Big banks are said to be getting ready to move some operations away from London amid uncertainty over the Brexit. Meanwhile, a newspaper reported that the UK could threaten the EU with slashing corporation tax.
Large financial institutions are preparing to move some operations away from Britain in early 2017 due to mounting concerns about the possibility of a “hard Brexit.”
Anthony Browne, chief executive of the British Bankers’ Association, said the country’s future relationship with the European Union was mired in uncertainty.
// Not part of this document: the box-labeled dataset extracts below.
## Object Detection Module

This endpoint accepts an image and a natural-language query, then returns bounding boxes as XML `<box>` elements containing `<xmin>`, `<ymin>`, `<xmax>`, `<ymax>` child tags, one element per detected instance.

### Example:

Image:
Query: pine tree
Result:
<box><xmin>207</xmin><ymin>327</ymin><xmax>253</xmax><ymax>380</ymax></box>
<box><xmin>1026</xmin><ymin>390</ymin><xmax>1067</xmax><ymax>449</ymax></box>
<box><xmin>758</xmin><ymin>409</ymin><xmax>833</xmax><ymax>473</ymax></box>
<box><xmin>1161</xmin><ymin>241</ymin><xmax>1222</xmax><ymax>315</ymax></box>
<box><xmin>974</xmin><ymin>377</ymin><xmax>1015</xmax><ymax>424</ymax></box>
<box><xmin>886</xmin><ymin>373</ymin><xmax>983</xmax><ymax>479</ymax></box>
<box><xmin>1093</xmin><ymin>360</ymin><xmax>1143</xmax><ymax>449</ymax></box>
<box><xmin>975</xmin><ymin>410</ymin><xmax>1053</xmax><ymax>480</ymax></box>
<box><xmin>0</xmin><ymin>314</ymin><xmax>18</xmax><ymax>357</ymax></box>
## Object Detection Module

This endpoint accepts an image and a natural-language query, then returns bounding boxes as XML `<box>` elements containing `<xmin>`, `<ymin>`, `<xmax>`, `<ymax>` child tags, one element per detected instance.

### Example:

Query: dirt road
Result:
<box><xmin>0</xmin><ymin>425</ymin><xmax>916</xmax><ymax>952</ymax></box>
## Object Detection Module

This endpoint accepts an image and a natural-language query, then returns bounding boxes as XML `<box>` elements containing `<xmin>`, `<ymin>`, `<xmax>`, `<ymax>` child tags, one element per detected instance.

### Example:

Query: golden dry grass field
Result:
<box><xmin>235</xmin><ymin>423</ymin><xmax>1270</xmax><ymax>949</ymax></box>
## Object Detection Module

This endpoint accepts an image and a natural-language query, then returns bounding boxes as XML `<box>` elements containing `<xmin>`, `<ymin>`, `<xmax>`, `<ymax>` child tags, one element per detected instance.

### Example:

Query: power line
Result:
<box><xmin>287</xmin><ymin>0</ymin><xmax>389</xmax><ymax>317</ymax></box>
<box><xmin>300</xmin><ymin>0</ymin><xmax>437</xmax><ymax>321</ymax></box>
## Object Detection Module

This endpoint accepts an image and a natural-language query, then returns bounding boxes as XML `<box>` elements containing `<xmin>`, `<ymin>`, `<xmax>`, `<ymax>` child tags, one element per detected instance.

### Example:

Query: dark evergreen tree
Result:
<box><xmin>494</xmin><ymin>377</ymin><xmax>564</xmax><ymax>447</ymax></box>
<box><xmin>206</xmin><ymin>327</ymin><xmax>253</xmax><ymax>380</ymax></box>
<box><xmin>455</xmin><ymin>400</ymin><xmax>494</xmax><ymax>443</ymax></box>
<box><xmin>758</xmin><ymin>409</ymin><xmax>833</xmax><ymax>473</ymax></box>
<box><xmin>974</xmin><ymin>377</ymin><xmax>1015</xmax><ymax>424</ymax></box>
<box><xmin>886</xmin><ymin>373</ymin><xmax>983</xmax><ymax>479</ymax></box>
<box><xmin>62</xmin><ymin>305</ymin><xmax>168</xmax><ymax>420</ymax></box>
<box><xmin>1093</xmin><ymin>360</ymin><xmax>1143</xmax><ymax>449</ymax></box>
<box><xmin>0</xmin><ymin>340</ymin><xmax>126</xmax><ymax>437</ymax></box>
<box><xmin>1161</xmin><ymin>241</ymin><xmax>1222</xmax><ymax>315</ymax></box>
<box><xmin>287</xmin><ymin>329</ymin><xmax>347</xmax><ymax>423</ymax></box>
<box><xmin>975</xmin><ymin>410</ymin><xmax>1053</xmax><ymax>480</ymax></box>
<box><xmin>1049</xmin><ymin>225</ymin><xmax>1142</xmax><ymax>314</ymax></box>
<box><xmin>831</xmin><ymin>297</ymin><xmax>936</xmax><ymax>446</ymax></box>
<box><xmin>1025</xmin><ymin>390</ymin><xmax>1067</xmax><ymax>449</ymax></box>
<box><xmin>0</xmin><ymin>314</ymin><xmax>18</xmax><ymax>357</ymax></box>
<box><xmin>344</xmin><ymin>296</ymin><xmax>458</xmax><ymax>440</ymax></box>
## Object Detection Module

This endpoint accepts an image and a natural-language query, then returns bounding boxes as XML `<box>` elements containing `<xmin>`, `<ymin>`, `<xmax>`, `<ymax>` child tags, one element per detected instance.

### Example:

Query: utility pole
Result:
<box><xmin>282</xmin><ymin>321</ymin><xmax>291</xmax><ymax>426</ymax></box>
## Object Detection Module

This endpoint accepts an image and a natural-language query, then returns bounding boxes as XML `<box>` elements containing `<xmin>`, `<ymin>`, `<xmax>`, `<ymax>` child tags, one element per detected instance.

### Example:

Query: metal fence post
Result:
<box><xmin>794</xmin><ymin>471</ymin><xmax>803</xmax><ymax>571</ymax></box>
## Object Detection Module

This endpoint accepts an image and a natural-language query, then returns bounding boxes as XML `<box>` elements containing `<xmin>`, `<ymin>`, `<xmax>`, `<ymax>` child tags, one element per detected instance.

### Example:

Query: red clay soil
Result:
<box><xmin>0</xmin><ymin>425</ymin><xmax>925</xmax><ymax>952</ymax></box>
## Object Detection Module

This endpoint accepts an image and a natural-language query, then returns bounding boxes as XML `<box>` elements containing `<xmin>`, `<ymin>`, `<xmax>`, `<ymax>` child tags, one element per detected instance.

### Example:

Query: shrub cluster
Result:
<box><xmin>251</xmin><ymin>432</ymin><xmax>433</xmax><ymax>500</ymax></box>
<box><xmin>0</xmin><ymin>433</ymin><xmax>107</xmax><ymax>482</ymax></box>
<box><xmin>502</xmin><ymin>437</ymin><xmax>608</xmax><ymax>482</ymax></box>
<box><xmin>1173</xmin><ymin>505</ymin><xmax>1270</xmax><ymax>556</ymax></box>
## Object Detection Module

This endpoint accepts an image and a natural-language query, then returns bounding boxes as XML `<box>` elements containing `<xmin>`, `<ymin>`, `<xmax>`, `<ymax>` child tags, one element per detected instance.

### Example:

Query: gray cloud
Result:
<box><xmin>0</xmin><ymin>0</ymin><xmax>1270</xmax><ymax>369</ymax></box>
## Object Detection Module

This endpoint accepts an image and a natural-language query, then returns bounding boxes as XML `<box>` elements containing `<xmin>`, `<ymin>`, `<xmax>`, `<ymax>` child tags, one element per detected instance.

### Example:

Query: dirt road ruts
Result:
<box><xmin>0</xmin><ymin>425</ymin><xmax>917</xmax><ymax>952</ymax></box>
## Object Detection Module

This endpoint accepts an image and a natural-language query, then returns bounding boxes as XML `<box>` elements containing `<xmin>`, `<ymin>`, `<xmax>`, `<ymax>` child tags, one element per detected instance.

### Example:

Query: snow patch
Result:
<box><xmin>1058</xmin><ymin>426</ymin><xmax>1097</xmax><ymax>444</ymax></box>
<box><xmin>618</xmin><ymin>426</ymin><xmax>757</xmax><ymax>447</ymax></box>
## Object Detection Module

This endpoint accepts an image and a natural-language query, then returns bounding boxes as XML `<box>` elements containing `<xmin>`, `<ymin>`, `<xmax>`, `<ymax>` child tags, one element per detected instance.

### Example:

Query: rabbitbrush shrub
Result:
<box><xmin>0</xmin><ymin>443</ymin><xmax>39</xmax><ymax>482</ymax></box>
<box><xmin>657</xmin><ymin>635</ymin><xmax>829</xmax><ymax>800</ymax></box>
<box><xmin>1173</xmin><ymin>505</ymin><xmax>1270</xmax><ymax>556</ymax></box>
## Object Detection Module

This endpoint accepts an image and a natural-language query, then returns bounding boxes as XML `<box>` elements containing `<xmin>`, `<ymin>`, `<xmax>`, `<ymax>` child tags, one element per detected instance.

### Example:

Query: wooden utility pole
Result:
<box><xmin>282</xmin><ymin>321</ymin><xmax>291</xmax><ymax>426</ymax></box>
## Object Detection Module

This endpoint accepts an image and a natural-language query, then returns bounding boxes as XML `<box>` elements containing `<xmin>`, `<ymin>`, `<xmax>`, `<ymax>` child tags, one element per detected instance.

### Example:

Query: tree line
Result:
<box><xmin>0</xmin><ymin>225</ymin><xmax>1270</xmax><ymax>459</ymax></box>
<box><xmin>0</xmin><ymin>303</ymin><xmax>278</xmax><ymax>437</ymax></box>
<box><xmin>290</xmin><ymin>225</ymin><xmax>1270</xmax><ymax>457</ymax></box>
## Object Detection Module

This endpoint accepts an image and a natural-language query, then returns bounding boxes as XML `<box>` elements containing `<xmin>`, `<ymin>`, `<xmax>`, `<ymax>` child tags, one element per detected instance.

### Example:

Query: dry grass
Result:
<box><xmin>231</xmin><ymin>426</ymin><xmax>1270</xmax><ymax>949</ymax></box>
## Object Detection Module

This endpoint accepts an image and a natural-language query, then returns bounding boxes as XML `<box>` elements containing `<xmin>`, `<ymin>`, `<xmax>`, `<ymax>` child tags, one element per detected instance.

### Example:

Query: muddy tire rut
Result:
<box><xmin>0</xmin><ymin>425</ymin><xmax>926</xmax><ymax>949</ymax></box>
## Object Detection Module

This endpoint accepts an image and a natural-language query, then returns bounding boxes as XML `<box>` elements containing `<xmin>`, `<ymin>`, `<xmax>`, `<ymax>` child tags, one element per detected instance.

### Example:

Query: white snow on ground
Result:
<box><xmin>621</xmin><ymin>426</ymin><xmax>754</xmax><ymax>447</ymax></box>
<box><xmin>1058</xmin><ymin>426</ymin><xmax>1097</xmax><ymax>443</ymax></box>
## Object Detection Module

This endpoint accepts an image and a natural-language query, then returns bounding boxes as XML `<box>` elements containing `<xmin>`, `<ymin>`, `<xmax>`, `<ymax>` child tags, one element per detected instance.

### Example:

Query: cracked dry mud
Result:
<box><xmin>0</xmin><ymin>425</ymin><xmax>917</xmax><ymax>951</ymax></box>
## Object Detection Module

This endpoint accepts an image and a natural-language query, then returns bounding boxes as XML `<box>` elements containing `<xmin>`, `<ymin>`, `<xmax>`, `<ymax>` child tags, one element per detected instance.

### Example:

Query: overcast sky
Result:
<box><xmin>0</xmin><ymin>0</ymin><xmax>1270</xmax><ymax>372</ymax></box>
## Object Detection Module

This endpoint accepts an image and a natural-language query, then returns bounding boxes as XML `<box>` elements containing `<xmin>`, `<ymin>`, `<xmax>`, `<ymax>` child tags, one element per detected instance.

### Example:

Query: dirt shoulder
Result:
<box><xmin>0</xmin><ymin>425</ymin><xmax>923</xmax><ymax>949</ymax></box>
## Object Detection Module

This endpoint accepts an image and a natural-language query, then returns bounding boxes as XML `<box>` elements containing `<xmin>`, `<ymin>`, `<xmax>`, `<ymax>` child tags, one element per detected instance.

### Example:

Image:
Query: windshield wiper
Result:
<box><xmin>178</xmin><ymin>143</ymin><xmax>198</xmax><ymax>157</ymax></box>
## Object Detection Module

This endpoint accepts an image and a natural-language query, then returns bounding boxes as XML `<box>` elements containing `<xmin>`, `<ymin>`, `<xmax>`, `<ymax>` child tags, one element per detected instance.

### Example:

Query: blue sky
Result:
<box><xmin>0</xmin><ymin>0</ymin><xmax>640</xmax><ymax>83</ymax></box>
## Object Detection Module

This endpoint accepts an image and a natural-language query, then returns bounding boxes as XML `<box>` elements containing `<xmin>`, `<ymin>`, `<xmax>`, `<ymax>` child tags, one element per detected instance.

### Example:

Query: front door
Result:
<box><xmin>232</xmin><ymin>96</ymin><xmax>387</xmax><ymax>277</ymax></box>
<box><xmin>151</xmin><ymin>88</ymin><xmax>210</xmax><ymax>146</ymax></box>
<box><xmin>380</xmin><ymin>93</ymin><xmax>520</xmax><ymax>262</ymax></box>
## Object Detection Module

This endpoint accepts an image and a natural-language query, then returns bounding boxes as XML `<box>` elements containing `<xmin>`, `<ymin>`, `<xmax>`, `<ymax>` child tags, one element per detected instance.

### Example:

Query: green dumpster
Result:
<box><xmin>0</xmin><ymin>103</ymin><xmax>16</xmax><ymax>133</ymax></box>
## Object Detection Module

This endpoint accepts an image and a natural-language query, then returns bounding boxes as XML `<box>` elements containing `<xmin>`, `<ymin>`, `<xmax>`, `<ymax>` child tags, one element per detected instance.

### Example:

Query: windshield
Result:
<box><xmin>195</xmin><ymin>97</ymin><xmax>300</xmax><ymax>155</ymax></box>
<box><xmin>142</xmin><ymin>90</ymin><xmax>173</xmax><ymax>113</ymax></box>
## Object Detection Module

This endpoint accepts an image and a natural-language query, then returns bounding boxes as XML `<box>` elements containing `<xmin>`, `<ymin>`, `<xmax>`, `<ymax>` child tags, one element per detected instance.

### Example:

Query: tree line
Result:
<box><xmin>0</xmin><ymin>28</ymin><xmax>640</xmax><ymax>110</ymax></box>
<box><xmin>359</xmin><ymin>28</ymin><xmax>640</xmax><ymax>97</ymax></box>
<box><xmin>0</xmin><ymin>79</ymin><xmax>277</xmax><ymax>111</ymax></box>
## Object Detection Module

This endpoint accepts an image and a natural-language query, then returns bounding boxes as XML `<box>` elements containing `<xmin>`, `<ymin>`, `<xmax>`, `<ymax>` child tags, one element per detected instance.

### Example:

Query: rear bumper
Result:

He said the public and political debate was “taking us in the wrong direction.”
“Most international banks now have project teams working out which operations they need to move to ensure they can continue serving customers, the date by which this must happen, and how best to do it,” said Browne in Britain’s “Observer” newspaper.
“Their hands are quivering over the relocate button. Many smaller banks plan to start relocations before Christmas; bigger banks are expected to start in the first quarter of next year.”
Many major international banks have their European headquarters in Britain, with the financial sector employing more than two million people and making up about 12 percent of the economy.
Passporting v equivalence
London’s banks rely on a system of “passporting” – available to all members of the European Economic Area – to serve clients across Europe. Browne expressed concern that pro-Brexit UK ministers have suggested this would not be needed, and that London could rely on so-called “equivalence,” which allows non-EEA actors to have access to European markets.
“The EU’s equivalence regime is a poor shadow of passporting, it only covers a narrow range of services, can be withdrawn at virtually no notice, and will probably mean the UK
will have to accept rules it has no influence over,” said Browne. “For most banks, equivalence won’t prevent them from relocating their operations.”
In the wake of the June referendum vote to leave the EU, Prime Minister Theresa May says she will invoke Article 50 to begin the process of leaving the EU by the end of March 2017. While she has expressed keenness to remain part of the single market, a number of EU leaders have insisted this would depend on Britain accepting free movement of workers from the bloc.
Holding a crucial card?
Meanwhile, the “Sunday Times” newspaper reported that the government was considering slashing corporation tax from 20 percent to 10 percent if the EU refuses to agree a free trade agreement with the UK. Such a move could damage the EU by luring firms from the bloc to Britain.
The newspaper said the idea had been proposed by advisers to Prime Minister May. “People say we have not got any cards,” the paper quoted an unidentified source as saying.
“We have some quite good cards we can play if they start getting difficult with us. If they’re saying no passporting and high trade tariffs, we can cut corporation tax to 10 percent,” the source said.